Characteristics of Laws Requiring Physicians to Report Patient Information for Public Health Surveillance: Notable Patterns from a Nevada Case Study.

J Community Health

Department of Environmental and Occupational Health, School of Community Health Sciences, University of Nevada, Las Vegas, Box 453064, 4505 S. Maryland Parkway, Las Vegas, NV, 89154-3064, USA.

Published: April 2018

AI Article Synopsis

  • Laws globally mandate healthcare providers, including physicians, to report patient health information for public health purposes, but under-reporting is common due to barriers like lack of knowledge and complicated processes.
  • A case study in Nevada reveals significant variations in reporting requirements, including discretion, types of information, and consequences for non-compliance, complicating adherence.
  • The study suggests that understanding the structure of reporting laws could improve compliance and public health outcomes, highlighting the need for further empirical research on these relationships.

Article Abstract

Laws across the globe require healthcare providers to disclose patient health information to public health entities for surveillance and intervention purposes. Physicians play a unique role in such mandatory reporting regimes.
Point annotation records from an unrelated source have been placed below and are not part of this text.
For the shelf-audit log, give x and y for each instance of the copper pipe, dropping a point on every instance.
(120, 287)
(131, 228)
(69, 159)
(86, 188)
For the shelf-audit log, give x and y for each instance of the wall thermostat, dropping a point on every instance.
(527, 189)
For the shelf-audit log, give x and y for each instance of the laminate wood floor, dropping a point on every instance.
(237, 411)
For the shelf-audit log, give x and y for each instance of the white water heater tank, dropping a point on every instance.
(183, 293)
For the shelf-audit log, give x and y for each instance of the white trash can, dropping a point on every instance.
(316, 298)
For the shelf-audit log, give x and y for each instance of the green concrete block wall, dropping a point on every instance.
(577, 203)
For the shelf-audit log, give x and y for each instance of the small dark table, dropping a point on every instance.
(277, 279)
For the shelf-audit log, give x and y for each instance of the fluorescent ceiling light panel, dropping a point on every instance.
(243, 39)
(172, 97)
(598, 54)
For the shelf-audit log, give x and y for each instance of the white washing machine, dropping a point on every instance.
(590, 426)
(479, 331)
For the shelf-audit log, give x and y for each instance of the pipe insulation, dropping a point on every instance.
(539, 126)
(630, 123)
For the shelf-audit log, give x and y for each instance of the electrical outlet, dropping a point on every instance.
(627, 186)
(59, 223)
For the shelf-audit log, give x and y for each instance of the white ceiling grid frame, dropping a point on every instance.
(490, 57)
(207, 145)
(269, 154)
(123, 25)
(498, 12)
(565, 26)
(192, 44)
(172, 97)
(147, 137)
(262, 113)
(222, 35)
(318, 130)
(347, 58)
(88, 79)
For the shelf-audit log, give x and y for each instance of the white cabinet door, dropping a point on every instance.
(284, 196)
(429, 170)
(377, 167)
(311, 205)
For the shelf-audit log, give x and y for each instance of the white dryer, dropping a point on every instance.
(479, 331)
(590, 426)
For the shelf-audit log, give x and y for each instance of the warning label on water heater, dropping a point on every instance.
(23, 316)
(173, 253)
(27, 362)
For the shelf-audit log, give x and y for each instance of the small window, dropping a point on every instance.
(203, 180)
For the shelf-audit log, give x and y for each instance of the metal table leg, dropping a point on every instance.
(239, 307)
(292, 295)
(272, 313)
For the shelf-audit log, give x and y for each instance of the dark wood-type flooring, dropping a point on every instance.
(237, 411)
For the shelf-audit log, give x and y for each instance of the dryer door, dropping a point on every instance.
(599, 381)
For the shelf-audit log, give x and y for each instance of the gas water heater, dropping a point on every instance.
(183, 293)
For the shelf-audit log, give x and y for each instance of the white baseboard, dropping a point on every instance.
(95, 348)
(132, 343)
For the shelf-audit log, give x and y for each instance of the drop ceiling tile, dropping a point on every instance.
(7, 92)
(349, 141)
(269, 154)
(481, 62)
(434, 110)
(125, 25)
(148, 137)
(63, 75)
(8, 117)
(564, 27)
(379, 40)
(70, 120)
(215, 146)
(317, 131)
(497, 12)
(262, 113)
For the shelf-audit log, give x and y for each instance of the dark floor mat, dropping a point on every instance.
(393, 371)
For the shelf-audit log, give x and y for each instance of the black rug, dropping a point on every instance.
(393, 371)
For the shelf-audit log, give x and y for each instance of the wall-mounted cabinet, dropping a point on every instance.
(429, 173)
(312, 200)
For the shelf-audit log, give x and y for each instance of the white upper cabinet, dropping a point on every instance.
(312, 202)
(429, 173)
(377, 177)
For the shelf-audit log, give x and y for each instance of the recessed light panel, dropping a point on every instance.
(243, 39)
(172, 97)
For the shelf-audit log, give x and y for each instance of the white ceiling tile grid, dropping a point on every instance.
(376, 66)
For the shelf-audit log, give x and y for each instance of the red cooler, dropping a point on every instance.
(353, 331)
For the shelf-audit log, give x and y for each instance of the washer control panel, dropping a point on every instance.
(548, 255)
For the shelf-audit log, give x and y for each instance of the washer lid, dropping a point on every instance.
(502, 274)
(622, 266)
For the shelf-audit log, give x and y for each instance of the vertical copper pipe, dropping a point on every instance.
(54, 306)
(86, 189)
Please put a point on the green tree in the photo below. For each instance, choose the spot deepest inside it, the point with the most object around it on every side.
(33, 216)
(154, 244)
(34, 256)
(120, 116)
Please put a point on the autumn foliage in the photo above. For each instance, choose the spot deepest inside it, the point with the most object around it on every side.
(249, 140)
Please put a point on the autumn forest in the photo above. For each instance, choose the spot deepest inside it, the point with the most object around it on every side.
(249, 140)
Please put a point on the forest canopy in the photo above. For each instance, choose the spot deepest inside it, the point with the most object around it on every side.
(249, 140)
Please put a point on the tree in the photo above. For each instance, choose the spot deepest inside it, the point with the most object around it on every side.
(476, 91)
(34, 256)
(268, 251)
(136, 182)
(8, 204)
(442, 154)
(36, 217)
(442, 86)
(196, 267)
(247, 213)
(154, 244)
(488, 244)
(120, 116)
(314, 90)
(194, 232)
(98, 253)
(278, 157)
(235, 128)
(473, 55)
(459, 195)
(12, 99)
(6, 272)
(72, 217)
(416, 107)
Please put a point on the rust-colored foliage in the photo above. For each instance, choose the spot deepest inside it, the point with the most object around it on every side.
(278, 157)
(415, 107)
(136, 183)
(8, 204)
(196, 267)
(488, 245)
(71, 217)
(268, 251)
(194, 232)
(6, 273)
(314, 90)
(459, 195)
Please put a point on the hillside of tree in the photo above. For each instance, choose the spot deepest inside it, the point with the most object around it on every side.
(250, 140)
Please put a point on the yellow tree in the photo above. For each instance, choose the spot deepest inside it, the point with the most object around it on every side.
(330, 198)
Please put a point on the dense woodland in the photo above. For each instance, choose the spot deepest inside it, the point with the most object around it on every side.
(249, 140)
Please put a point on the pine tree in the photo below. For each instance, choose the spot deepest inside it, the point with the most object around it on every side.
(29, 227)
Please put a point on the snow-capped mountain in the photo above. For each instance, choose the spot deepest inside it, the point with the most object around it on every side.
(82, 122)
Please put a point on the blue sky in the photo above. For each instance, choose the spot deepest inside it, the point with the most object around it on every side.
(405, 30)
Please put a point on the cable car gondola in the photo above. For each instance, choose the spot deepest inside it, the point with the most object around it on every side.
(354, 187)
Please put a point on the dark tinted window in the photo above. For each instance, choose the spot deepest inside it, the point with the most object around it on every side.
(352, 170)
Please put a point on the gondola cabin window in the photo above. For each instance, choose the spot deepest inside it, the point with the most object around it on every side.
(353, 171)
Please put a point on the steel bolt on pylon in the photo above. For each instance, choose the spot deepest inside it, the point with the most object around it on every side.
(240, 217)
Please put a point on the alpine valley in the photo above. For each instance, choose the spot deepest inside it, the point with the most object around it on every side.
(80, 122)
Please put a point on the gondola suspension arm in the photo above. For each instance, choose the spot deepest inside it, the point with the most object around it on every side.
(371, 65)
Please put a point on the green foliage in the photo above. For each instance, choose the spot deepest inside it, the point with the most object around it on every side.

However, research reveals consistent under-reporting and points to limited knowledge of mandates, perceived burdens of reporting, misaligned incentives and penalties, and a lack of streamlined processes as significant reporting barriers. These barriers suggest that how legal mandates are structured may impact compliance; yet little research systematically examines their characteristics. Law-based reporting requirements differ across jurisdictions. Thus, we conducted a case study in the U.S. State of Nevada to characterize its physician mandatory reporting laws using legal mapping methodology. Nevada is a useful case study because it has few local jurisdictions and its legislature meets biennially. First, we searched key terms to find relevant state mandates and screened them using inclusion criteria. We then scanned near included provisions for additional requirements and incorporated requirements known a priori. We also searched relevant local regulations. Next, we analyzed all included provisions. Our findings indicate wide, intra-jurisdictional variation in reporting requirements across conditions. Variability extends to physician discretion, information reported, timing, recipient agencies, reporting processes, and implications of non-compliance. Local-level variation adds further complexity. Some relevant state requirements apply only to physicians and nearly one-third were absent from our searches. Our findings support exploring the hypothesis that reporting requirements' characteristics may impact compliance and call for empirically testing such relationships to enhance compliance and public health surveillance and intervention efforts.